An annual inspection prior to the tragedy authorized the Conception to run “even though her electrical wiring and systems, her fire detection and suppression systems, and her passenger-accommodation escape hatch were in open and obvious violation” of the Coast Guard’s own directives, according to the federal suit filed two years after the tragedy.
The boat had an onboard electrical system powered by diesel generators that “did not fully and/or adequately comply” with established standards, the suit alleges. “For example, some electrical items in the bunkroom were not composed of UL Boat or Marine cable called for by such standards, but rather of cheap, everyday Romex wire of the kind one would buy at Home Depot.”
While the NTSB didn’t positively identify an ignition source, it said possible flashpoints included the vessel’s electrical distribution system and unattended batteries being charged. Divers’ electronic devices such as cell phones, underwater flashlights and tablets were charging overnight.
The fire, which likely began in the aft portion of the salon, was “probably the greatest loss of life in the U.S. merchant marine for many decades,” said Morgan Turrell, deputy director NTSB’s office of marine safety. (The 790' containership El Faro sank in Hurricane Joaquin in 2015 with all 33 on board.)
“It is Coast Guard policy not to comment on pending litigation,” a spokesman said.
Last Thursday (9/2), the day after the suit was filed, the Coast Guard announced an underway safety initiative “to ensure continued regulatory compliance” while vessels are operating in California waters with passengers on board.
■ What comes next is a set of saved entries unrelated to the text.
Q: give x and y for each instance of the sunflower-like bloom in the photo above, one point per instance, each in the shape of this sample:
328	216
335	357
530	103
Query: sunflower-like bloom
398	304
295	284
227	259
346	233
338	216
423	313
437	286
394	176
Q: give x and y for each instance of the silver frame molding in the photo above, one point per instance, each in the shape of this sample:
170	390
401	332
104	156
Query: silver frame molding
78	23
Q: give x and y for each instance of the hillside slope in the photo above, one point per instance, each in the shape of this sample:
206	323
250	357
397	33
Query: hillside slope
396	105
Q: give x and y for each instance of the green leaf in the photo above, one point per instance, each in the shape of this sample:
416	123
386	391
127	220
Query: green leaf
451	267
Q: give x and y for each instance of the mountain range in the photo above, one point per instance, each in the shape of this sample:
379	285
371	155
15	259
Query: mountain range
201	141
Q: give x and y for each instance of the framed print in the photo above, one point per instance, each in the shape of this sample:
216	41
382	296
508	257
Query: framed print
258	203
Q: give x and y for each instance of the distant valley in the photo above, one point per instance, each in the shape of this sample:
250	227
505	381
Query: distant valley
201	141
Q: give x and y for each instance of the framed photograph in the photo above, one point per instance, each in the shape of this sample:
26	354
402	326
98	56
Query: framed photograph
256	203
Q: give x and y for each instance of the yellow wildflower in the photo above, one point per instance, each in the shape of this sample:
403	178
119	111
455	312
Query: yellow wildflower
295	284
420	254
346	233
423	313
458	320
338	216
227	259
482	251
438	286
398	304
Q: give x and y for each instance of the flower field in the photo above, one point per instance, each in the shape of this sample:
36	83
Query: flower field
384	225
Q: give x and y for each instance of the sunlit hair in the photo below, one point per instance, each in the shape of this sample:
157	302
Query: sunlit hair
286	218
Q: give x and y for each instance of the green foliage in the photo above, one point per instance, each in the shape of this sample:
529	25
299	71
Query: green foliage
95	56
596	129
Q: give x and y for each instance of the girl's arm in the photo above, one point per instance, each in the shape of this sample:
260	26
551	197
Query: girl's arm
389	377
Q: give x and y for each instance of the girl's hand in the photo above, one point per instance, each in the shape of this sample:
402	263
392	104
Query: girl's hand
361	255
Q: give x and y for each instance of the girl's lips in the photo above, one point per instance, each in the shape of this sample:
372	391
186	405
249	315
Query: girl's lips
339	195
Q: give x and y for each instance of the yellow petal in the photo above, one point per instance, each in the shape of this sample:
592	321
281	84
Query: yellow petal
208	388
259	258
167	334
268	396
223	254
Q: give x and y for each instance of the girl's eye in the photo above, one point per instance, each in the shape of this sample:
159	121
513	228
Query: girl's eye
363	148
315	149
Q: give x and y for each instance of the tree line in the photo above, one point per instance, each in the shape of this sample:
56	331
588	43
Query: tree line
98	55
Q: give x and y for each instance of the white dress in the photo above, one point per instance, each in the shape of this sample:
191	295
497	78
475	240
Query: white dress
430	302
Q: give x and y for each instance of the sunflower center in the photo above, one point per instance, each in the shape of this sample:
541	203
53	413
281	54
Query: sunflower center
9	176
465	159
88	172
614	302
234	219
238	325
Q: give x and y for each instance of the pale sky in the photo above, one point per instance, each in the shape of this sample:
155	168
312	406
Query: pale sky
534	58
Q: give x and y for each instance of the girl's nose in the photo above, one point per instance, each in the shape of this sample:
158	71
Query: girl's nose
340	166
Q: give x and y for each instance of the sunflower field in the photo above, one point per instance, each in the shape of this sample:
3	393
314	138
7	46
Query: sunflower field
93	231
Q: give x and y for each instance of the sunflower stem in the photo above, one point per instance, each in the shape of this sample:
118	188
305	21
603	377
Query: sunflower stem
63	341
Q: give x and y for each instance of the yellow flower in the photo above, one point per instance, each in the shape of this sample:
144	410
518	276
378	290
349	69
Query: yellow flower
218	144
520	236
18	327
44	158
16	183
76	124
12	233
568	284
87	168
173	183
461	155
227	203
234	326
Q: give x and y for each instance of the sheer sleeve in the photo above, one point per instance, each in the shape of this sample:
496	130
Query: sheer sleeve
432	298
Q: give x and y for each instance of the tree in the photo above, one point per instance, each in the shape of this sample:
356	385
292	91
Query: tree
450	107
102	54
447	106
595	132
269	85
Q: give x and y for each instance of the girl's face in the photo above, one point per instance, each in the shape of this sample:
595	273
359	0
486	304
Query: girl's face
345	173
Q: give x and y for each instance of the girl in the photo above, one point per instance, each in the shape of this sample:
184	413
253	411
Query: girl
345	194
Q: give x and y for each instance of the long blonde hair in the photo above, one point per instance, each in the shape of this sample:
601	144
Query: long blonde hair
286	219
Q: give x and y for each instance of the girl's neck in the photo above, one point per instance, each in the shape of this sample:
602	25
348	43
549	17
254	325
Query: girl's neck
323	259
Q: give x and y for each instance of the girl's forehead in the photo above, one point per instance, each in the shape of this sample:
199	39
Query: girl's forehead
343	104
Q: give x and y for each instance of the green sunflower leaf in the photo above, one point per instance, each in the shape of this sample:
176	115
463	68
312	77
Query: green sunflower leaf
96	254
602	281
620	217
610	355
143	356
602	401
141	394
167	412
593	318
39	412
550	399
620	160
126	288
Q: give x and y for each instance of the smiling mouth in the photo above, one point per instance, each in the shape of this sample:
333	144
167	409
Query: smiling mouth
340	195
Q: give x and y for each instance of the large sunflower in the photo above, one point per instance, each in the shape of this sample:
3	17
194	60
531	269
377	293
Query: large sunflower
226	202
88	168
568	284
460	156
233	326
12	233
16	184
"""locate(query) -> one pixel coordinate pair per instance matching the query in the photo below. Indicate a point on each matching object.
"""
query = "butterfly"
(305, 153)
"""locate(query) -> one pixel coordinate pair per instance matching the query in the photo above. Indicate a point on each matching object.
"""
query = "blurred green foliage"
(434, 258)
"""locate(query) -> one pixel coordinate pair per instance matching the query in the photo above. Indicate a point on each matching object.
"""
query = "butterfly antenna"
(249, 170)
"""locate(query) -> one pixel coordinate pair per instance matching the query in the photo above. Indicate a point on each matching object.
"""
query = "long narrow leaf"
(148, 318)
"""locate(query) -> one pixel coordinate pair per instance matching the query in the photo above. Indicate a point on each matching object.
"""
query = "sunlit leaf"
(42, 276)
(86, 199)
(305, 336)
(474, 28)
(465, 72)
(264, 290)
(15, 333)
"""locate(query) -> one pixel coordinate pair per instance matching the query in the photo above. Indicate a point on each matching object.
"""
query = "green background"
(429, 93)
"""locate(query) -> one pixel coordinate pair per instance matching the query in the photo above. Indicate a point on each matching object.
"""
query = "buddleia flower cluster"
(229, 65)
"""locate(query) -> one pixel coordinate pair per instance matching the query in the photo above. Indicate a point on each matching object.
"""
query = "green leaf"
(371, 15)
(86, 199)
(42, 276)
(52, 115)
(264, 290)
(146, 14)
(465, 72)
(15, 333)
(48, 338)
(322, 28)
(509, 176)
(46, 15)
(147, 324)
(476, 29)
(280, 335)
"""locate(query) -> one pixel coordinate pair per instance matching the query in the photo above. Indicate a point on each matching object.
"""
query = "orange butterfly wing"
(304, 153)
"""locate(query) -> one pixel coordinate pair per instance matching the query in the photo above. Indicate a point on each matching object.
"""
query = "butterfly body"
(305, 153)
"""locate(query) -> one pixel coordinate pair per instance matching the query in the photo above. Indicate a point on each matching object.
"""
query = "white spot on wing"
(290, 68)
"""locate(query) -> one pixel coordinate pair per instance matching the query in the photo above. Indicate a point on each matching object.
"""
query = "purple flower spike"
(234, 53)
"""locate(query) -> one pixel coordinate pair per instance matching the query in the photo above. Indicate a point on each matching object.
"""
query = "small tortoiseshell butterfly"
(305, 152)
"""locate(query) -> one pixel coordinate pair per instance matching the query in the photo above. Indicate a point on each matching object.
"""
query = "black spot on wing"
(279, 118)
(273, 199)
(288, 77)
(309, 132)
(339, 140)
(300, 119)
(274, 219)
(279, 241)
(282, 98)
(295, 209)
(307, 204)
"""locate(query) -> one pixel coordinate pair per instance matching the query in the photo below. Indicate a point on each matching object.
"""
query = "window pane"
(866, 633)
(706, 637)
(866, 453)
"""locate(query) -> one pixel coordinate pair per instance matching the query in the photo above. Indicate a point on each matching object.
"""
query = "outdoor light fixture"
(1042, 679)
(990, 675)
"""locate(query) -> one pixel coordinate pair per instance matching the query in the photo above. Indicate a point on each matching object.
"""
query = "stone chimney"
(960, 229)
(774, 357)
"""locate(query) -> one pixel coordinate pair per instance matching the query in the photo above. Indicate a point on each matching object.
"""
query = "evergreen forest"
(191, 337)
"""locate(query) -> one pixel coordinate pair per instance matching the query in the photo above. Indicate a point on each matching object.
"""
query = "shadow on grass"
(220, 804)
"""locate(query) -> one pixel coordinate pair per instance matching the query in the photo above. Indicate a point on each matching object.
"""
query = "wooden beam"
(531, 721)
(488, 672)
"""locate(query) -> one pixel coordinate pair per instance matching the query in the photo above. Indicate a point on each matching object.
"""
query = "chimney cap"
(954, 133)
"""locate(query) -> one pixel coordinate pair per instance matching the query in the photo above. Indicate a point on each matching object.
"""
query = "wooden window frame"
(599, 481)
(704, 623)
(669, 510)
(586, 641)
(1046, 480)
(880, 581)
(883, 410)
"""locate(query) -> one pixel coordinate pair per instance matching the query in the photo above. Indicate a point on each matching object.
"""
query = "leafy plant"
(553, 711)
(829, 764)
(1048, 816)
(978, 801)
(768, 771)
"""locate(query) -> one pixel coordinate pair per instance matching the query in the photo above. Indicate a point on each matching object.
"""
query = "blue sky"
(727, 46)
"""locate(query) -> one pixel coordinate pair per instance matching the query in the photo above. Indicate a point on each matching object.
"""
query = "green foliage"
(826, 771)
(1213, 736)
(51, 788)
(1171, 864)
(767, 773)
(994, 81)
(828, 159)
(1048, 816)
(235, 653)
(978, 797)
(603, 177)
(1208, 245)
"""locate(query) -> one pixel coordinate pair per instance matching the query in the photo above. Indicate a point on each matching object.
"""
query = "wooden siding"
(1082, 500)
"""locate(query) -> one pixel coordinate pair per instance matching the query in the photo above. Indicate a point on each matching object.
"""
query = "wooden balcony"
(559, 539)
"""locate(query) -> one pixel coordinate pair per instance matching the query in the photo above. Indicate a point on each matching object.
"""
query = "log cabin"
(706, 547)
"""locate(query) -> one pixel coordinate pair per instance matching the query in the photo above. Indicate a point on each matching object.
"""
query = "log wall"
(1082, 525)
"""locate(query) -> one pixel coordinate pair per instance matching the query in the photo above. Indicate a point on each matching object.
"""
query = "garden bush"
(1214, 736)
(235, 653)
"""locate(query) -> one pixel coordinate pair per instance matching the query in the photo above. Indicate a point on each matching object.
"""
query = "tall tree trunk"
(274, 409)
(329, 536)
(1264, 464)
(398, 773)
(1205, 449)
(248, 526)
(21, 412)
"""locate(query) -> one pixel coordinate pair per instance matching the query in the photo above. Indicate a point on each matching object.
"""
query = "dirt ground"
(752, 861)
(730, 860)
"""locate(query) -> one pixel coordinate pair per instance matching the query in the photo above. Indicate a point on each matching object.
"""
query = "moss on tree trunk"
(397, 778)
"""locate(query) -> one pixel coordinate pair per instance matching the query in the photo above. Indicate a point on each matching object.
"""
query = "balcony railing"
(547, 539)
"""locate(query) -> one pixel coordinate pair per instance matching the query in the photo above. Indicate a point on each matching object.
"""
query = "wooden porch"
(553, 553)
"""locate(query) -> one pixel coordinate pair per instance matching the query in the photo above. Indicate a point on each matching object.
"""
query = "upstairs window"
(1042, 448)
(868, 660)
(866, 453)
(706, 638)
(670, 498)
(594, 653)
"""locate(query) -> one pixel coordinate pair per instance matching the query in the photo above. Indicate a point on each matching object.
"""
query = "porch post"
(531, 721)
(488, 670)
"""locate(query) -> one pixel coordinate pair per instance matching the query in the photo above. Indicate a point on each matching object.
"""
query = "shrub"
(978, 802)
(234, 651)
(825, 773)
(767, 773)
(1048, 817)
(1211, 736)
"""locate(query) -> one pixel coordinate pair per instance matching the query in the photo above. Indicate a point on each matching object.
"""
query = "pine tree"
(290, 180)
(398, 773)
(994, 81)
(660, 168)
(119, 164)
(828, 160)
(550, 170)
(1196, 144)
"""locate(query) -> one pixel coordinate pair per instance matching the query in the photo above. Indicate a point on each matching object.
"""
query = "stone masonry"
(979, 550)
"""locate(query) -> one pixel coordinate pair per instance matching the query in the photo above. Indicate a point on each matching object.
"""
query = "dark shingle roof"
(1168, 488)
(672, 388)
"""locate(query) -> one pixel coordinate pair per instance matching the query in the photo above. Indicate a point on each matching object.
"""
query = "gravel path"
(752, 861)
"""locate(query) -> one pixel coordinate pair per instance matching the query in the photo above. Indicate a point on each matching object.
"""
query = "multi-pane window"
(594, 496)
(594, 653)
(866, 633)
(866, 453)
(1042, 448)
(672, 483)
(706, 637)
“Our intent with these safety compliance checks is to bridge gaps that were identified” following the Conception fire, 11th District commander Rear Adm. Brian Penoyer said in the bulletin. “We discovered that there are a number of operational requirements that are impossible to verify during a dockside annual inspection.”
The Conception’s captain, Jerry Boylan, is facing 34 counts of seaman’s manslaughter. He has pleaded not guilty.